The music of Africa, in all its wide-spanning and complex history, finds its roots in drums. Keeping this in mind, it’s no surprise that percussion drives Black Coffee’s sound, a distinctly metropolitan techno with heavy traditional influences dubbed by some critics as “Afropolitan house.” A curator as much as a producer, South Africa-born Nkosinathi Innocent Maphumulo put out his latest compilation mix for frequent collaborator Sónar to celebrate the festival’s 25th anniversary. Maphumulo, who recently took the stage at Sónar Festival in Barcelona, has been a household name and one of the most prominent electronic music producers in Africa for the last decade, and is now staking his claim in the States.
Alongside his music, Maphumulo is actively seeking to foster the electronic scene of the future. Currently working on opening a school for the arts in his native Johannesburg, the institution will be designed by newly-minted Louis Vuitton menswear director and frequent collaborator Virgil Abloh. Maphumulo sat down with Billboard to talk about electronic music in a globalized world, his musical goals, and why an artist needs to be surrounded by the jolt of metropolis as they find their sound.
When I think of house music and techno, I think of a music very much tailored to escapism. With the state of the world more chaotic and globalized than ever, would you say the music you produce and compilations you curate are meant for escaping?
I think music has one goal: to bring people joy and create good times and happy memories. I love telling a story with the music I present and play to people through my sets. I like to take the crowd on a journey and it’s the texture, color, soul and beauty in the music, whether that be in a new song or a classic, that I think appeals most to my audience. To me music is a unifying force, a catalyst to transcend boundaries and bring people together to create common ground.
Speaking of, can you tell me a bit about the Sónar 25 compilation you just released? How did you choose the DJs you featured?

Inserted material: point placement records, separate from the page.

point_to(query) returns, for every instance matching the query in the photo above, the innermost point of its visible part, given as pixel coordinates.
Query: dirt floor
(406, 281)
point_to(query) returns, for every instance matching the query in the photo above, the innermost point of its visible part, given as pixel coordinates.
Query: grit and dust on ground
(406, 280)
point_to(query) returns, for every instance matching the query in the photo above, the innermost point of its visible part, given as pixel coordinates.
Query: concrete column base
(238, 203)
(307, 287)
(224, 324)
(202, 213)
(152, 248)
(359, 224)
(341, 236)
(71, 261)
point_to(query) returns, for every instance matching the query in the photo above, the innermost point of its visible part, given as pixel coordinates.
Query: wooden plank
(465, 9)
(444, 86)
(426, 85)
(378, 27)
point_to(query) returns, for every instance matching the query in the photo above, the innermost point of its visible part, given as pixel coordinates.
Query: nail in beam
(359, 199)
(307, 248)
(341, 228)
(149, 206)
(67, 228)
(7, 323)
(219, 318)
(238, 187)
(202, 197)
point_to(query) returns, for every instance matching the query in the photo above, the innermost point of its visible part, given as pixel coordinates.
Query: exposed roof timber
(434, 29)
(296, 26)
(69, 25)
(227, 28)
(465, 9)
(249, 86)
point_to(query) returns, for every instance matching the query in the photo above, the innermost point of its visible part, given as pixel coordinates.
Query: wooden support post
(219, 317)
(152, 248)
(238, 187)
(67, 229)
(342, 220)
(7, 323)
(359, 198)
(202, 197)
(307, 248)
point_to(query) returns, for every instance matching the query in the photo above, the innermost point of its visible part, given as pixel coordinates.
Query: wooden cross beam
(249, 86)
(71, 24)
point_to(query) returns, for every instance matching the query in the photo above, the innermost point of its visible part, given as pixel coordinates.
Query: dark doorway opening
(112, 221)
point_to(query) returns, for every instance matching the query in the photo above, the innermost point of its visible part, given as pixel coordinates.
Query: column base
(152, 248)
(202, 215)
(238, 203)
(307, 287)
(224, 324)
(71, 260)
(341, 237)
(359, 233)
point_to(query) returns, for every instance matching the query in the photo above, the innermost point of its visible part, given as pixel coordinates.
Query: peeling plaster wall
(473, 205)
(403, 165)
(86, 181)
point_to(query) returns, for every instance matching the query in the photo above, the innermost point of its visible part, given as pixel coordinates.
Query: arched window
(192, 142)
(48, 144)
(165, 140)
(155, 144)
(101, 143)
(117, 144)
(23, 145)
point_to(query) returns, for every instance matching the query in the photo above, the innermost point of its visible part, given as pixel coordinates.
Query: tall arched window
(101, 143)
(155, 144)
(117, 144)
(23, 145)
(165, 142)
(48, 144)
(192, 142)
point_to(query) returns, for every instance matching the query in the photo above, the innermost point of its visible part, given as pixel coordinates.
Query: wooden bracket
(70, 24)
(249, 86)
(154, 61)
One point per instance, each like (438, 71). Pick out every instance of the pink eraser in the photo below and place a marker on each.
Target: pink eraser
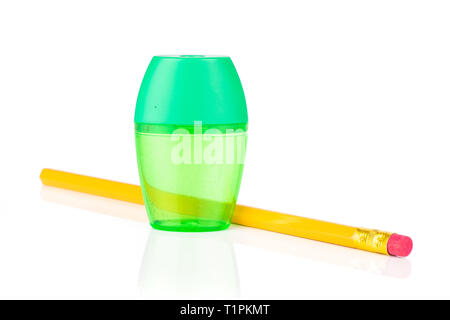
(398, 245)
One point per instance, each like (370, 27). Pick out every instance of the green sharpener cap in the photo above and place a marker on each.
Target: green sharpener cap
(187, 88)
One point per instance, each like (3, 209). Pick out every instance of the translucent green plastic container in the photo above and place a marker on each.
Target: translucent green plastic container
(191, 135)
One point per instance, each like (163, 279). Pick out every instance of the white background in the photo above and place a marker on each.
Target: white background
(349, 115)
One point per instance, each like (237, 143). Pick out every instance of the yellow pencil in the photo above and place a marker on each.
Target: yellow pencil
(358, 238)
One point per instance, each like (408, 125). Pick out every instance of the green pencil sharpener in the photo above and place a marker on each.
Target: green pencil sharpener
(191, 136)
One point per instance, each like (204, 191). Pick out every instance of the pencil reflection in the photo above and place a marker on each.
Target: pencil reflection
(189, 256)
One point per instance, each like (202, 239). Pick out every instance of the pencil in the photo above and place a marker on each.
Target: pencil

Was there a specific concept in mind?
My relationship with Sónar goes back almost 10 years from when I first played Sónar by Day in 2009. I have a special affinity for the festival because I think we share a similar passion for bringing light to new talent and promoting synergy between local and international scenes. With my Sónar 25 compilation, I tried to deliver a diverse mixtape of sounds from both established artists and emerging talent and celebrate the African influence in global electronic music of the present moment. The mix contains tracks from the likes of Oscar P, Pablo Fierro, and Argento Dust. It also features a remix from newly signed Soulistic Music artist Enoo Napa and my recent remix of Keinemusik’s song “Muyè.”
Your music has been called “Afropolitan house”; what does that mean to you, if anything?
I think what’s most distinct and what comes naturally in the rhythms, and in the music that I play and produce, is the fact that I am African and will always be of Africa. It’s something I can’t shake off and that inherently and instinctively drives and influences everything what I do. Even at times when I don’t want to sound African, it still comes through in the rhythm. It’s who I am. Africa is the birthplace of rhythm and I think that rhythm is the source that, to a greater or lesser degree, moves and touches every single human on the planet.
You’ve been working with Virgil Abloh a long time; how have you guys grown as collaborators?
We’ve gone from randomly finding ourselves on the same line-ups at various parties to becoming friends and making a point of conspiring to pop-up playing back to back DJ sets across the globe. We played a surprise B2B set as White Coffee—Flat White and Black Coffee—alongside Pete Tong at Blue Marlin Ibiza about two weeks ago, and the response has been incredible. Our intention is to host parties all around the world and DJ together side-by-side with the shared ideal of uniting people through the power of music.
I know details about your collaboration with Abloh to craft a “new neighborhood” in Johannesburg is under mostly wraps, but I was wondering what the concept behind it is. What change do you hope making this a reality will bring?
We’ve been working on building a music, art and fashion school in a deserted part of Johannesburg as a collaboration between myself and fellow South Africans artist Nelson Makamo and clothing designer Laduma Ngxokolo with the hope of turning the neighborhood around. Once the school project is complete, with our partners we endeavor to take this even further and establish an entire neighborhood. Virgil and leading South African architecture firm SAOTA are helping us with the design of the institution. The opportunities and spaces will offer cultural experiences, boutique stores, restaurants and a learning center.
What would this city-within-a-city do to the artists it would foster? What does it mean to be an artist and an electronic producer in a metropolitan setting?
I think that a thriving creative community and strong nightlife ecosystem is the most ideal environment for any artistic personality to be a part of. What could be more supportive and encouraging than being in an environment where you are surrounded by like-minded, passionate individuals who constantly challenge and inspire you to be the best version of yourself?